Here are the best yoga poses to relieve back pain. It's important not to force the movements and to practice them constantly. This can also help you to prevent future injuries and pain.
Yoga Poses that Help Relieve Back Pain

Last update: 04 November, 2019

Yoga can help relieve back pain that arises as a result of bad posture while sleeping or from sitting many hours on a not-so-ergonomic chair. The following poses, that tone your muscles and make you more flexible, are many people’s first choice when it comes to relieving several kinds of pain.

If you’re in pain, don’t hesitate to try these yoga poses, designed to relieve your back issues and prevent them as well.

When you already have back pain

Relieve back pain: seated or standing forward bend

You can do this yoga pose in its two variations: either sitting on the floor or standing up. It’ll help you gain the flexibility you need to strengthen your back muscles.
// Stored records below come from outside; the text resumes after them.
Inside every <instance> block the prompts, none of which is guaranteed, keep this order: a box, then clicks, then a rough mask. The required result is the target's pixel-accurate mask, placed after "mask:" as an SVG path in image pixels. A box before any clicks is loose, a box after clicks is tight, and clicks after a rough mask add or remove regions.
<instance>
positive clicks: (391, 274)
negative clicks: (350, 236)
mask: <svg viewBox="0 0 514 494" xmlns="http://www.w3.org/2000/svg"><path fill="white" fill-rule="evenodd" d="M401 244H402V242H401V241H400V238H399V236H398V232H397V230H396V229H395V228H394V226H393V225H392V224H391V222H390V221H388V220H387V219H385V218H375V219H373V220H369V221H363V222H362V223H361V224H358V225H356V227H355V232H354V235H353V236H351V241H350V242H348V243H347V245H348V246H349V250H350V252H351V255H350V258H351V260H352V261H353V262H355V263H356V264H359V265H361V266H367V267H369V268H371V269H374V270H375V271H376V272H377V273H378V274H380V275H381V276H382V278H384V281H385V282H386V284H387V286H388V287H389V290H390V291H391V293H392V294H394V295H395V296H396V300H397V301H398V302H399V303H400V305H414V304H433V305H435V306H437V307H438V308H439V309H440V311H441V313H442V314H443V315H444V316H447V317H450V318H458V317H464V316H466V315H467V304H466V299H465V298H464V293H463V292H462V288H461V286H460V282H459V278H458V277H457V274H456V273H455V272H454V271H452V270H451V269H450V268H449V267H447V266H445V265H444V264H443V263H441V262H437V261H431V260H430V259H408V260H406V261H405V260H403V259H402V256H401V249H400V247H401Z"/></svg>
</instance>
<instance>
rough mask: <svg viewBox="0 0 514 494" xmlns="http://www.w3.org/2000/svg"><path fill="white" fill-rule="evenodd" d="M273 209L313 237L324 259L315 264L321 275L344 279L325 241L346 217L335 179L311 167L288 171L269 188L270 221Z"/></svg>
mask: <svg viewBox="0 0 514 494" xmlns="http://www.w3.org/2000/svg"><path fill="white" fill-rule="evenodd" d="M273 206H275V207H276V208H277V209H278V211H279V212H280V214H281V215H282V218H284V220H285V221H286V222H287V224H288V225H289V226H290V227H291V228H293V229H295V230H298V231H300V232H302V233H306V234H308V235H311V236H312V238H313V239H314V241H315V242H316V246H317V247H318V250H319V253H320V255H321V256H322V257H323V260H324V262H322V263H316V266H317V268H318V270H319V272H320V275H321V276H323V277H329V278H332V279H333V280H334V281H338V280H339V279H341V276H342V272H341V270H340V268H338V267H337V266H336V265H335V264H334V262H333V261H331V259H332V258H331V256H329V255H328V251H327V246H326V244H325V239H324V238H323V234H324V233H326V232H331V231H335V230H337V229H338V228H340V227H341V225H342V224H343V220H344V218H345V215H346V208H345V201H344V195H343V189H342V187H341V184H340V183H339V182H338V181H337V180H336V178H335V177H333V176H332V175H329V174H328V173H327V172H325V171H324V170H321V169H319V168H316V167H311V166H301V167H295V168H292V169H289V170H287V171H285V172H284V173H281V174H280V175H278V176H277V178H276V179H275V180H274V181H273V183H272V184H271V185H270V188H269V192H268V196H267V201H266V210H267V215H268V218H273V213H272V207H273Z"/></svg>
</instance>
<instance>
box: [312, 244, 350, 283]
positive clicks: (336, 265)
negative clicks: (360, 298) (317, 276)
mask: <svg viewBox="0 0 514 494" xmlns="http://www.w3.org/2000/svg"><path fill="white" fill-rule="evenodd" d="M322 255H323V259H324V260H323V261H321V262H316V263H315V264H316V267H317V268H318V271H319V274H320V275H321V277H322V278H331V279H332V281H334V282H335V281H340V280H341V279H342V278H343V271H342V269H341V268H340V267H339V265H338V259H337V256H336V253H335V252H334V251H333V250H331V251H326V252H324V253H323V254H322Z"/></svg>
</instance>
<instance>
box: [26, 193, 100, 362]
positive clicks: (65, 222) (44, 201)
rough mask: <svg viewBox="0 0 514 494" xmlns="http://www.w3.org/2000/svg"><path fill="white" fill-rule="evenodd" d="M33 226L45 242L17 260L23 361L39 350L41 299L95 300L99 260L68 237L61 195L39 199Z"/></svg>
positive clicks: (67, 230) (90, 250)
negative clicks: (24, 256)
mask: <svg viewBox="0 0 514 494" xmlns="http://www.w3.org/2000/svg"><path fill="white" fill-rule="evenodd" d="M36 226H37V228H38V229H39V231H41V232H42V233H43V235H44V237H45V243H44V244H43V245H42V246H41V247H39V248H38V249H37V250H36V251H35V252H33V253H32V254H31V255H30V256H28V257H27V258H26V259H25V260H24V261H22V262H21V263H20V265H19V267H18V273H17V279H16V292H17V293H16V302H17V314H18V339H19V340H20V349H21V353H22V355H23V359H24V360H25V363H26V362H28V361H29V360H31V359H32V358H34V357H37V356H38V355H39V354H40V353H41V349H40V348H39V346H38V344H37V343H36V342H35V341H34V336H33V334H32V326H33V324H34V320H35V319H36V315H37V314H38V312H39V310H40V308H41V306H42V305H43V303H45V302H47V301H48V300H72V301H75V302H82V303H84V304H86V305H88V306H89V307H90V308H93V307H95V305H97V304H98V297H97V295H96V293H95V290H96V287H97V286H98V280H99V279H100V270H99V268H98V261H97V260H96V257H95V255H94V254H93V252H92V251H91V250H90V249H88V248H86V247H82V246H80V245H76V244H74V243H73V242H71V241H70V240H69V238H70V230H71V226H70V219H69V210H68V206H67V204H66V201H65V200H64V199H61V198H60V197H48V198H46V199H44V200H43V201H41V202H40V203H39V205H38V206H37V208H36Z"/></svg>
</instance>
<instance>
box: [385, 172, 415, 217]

Keep in mind that you should never force your muscles, and try to warm up before any stretching routine.

The right way to do it is by leaning forward to try and touch your toes so that you stretch your lower back muscles as much as you can. Again, try not to force it, keep the pose for a while, and put your hands on your legs as far as you can without hurting yourself.
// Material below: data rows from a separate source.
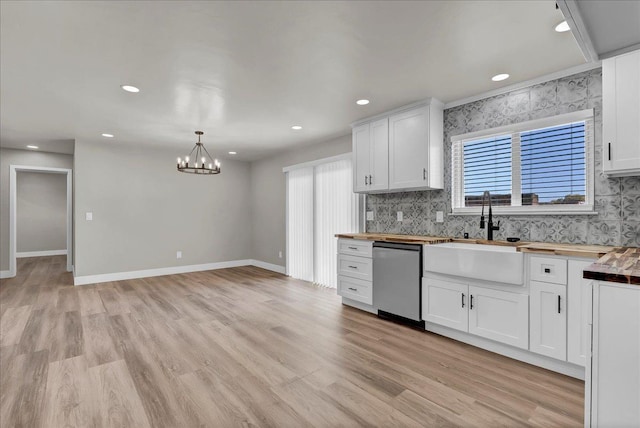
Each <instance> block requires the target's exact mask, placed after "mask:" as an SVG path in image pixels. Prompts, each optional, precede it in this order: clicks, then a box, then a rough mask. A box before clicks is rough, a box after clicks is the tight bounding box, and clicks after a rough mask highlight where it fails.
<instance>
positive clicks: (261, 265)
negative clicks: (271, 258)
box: [251, 260, 287, 275]
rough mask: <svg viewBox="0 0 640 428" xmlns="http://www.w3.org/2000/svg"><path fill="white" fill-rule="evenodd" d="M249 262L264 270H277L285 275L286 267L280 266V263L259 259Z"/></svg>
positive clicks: (270, 270) (281, 273) (279, 272)
mask: <svg viewBox="0 0 640 428" xmlns="http://www.w3.org/2000/svg"><path fill="white" fill-rule="evenodd" d="M251 264H252V265H253V266H256V267H259V268H262V269H266V270H270V271H273V272H278V273H281V274H283V275H285V274H286V273H287V269H286V268H285V267H284V266H280V265H274V264H273V263H267V262H263V261H260V260H251Z"/></svg>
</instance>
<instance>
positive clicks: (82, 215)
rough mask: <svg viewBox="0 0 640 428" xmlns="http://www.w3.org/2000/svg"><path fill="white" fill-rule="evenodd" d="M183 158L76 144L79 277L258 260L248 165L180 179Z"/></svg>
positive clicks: (168, 151) (75, 230) (154, 151)
mask: <svg viewBox="0 0 640 428" xmlns="http://www.w3.org/2000/svg"><path fill="white" fill-rule="evenodd" d="M209 150H210V151H211V148H210V149H209ZM212 153H213V152H212ZM176 156H177V154H176V152H175V151H171V150H163V149H158V148H153V149H148V148H147V149H143V148H140V147H139V146H125V145H118V144H105V143H93V142H89V141H76V146H75V181H74V184H75V216H76V217H75V218H76V224H75V249H76V260H75V269H76V275H77V276H84V275H97V274H105V273H114V272H127V271H135V270H144V269H154V268H164V267H171V266H182V265H195V264H203V263H213V262H222V261H230V260H241V259H249V258H250V257H251V254H250V253H251V251H250V241H251V228H250V227H249V226H250V224H251V216H250V209H251V207H250V201H251V198H250V191H251V178H250V174H251V169H250V165H249V163H246V162H237V161H231V160H223V161H222V162H223V164H222V173H221V174H220V175H215V176H210V177H201V176H194V175H192V174H182V173H179V172H177V171H176V170H175V165H174V162H175V158H176ZM86 212H92V213H93V221H86V220H85V213H86ZM178 250H180V251H182V253H183V257H182V259H179V260H178V259H176V251H178Z"/></svg>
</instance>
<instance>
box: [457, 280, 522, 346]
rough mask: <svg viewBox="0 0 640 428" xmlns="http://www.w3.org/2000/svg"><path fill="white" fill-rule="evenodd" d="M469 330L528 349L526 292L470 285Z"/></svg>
mask: <svg viewBox="0 0 640 428" xmlns="http://www.w3.org/2000/svg"><path fill="white" fill-rule="evenodd" d="M469 333H473V334H476V335H478V336H482V337H486V338H487V339H492V340H495V341H497V342H502V343H506V344H508V345H513V346H517V347H518V348H523V349H527V348H528V347H529V296H527V295H526V294H517V293H509V292H506V291H499V290H491V289H487V288H482V287H476V286H473V285H470V286H469Z"/></svg>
Child’s pose: relieve back pain

This is a pose for all ages since it’s one of the simplest. By practicing it, you allow your body to relax completely as your back stretches out with control.

Legs up the wall.

In order to do it, get on your knees and place your glutes on top of your calves, then stretch out the arms forward. Once you’re ready, press lightly on to the floor with your body.
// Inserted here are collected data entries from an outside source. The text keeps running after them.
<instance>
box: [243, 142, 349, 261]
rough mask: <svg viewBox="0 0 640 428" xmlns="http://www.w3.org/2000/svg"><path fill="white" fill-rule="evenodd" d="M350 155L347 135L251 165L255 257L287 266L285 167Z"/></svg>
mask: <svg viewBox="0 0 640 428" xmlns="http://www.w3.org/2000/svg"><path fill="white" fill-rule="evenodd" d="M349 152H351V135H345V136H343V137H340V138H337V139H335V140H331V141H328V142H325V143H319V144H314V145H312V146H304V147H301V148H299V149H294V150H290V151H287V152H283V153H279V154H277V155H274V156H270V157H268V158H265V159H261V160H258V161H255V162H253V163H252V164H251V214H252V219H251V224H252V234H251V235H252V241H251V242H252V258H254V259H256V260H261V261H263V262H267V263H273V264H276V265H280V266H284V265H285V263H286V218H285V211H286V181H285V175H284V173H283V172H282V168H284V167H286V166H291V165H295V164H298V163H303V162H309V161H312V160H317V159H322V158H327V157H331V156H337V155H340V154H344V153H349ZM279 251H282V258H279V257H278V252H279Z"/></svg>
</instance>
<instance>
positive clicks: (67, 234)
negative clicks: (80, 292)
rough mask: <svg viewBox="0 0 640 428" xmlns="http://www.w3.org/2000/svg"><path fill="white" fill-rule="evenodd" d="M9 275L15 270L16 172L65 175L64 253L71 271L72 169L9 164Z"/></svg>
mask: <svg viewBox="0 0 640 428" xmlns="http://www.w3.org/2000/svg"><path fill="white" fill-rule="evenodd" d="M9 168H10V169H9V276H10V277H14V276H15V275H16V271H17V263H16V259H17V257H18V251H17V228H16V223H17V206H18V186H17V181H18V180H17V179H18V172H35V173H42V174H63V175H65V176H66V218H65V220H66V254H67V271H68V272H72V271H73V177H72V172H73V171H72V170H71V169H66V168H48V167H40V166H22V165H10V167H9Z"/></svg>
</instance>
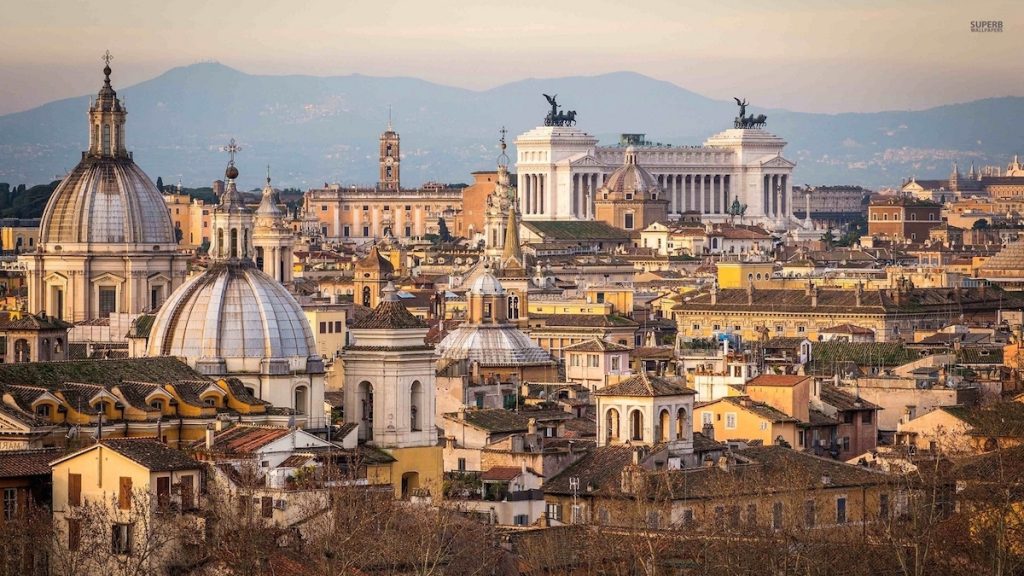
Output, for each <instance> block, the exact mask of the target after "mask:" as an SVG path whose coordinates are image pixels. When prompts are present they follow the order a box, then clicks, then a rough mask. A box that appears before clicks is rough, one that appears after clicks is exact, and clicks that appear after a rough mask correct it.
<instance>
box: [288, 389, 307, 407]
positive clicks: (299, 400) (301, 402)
mask: <svg viewBox="0 0 1024 576" xmlns="http://www.w3.org/2000/svg"><path fill="white" fill-rule="evenodd" d="M307 392H308V388H306V386H297V387H296V388H295V395H294V396H295V398H294V404H293V405H292V407H293V408H295V412H296V413H298V414H305V413H306V399H307V398H308V394H307Z"/></svg>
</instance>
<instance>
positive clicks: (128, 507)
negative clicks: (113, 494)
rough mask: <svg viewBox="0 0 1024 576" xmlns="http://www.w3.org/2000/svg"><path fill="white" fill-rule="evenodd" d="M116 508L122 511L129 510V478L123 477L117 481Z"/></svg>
mask: <svg viewBox="0 0 1024 576" xmlns="http://www.w3.org/2000/svg"><path fill="white" fill-rule="evenodd" d="M118 480H119V482H118V507H119V508H121V509H122V510H130V509H131V478H130V477H127V476H123V477H121V478H120V479H118Z"/></svg>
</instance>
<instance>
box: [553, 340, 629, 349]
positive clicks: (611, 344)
mask: <svg viewBox="0 0 1024 576" xmlns="http://www.w3.org/2000/svg"><path fill="white" fill-rule="evenodd" d="M630 349H631V348H630V346H626V345H623V344H618V343H615V342H610V341H608V340H603V339H600V338H592V339H590V340H585V341H583V342H579V343H575V344H572V345H568V346H565V347H564V348H562V352H629V351H630Z"/></svg>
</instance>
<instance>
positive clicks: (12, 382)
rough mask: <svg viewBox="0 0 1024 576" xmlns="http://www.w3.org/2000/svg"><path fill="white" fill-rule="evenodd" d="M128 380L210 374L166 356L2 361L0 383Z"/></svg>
mask: <svg viewBox="0 0 1024 576" xmlns="http://www.w3.org/2000/svg"><path fill="white" fill-rule="evenodd" d="M125 380H132V381H137V382H153V383H157V384H175V383H177V382H178V381H180V380H207V377H206V376H204V375H202V374H200V373H199V372H196V371H195V370H193V369H191V368H189V367H188V366H187V365H186V364H184V363H183V362H181V361H179V360H177V359H175V358H167V357H164V358H132V359H127V360H77V361H71V362H29V363H22V364H0V384H31V385H37V386H45V387H47V388H50V389H53V388H55V387H57V386H59V385H60V384H63V383H65V382H84V383H90V384H113V383H118V382H121V381H125Z"/></svg>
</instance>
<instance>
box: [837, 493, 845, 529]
mask: <svg viewBox="0 0 1024 576" xmlns="http://www.w3.org/2000/svg"><path fill="white" fill-rule="evenodd" d="M836 524H846V497H845V496H843V497H840V498H836Z"/></svg>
Relieve back pain: legs up the wall

Legs up the wall is a yoga pose that apart from having multiple benefits for the muscles and back pain, helps improve blood circulation. 

Just lie on your back with your legs completely up the wall. Feel free to use a cushion or a towel underneath if it helps you maintain the pose for longer. Something you must also keep in mind is that it’s very important to keep your legs as vertical as possible.

Cat-cow pose.

Cat-cow

This one’s good to relieve upper back pain, given that you must contract and stretch almost all back muscles.

Get on all fours (hands and knees), and arch your back toward the floor as much as you can. Then, you’ll do the opposite, meaning you’ll arch it toward the ceiling. You may do this several times.

To prevent back pain

Cobra pose

Cobra pose allows you to strengthen your lower back while avoiding injuries as a result of bad posture or sudden movements.

The right way to do it is by lying on your tummy and lifting up your torso as high as you can, applying all your strength on your lower back. In order for this pose to be effective, you must do it frequently so that you strengthen that area of your back.

Cobra pose.

Upward facing dog

Though this is a very beneficial pose, you shouldn’t do it if you’re a beginner in yoga, since it’s one of the most complex ones. Ideally, you need strong muscles to do it right. It’s a variation from the last pose (cobra pose).

Upward facing dog.

To start, get into the cobra pose and lift your chest up even more, and then your hips. This way, you’ll have your muscles lightly lifted. Remember not to contract your shoulders with this pose.

In conclusion, there are several yoga poses that can help you with that awful back pain. But if you take some of your time to do these exercises before the pain appears, you’ll strengthen your back and therefore prevent back pain entirely. 


This text is provided for informational purposes only and does not replace consultation with a professional. If in doubt, consult your specialist.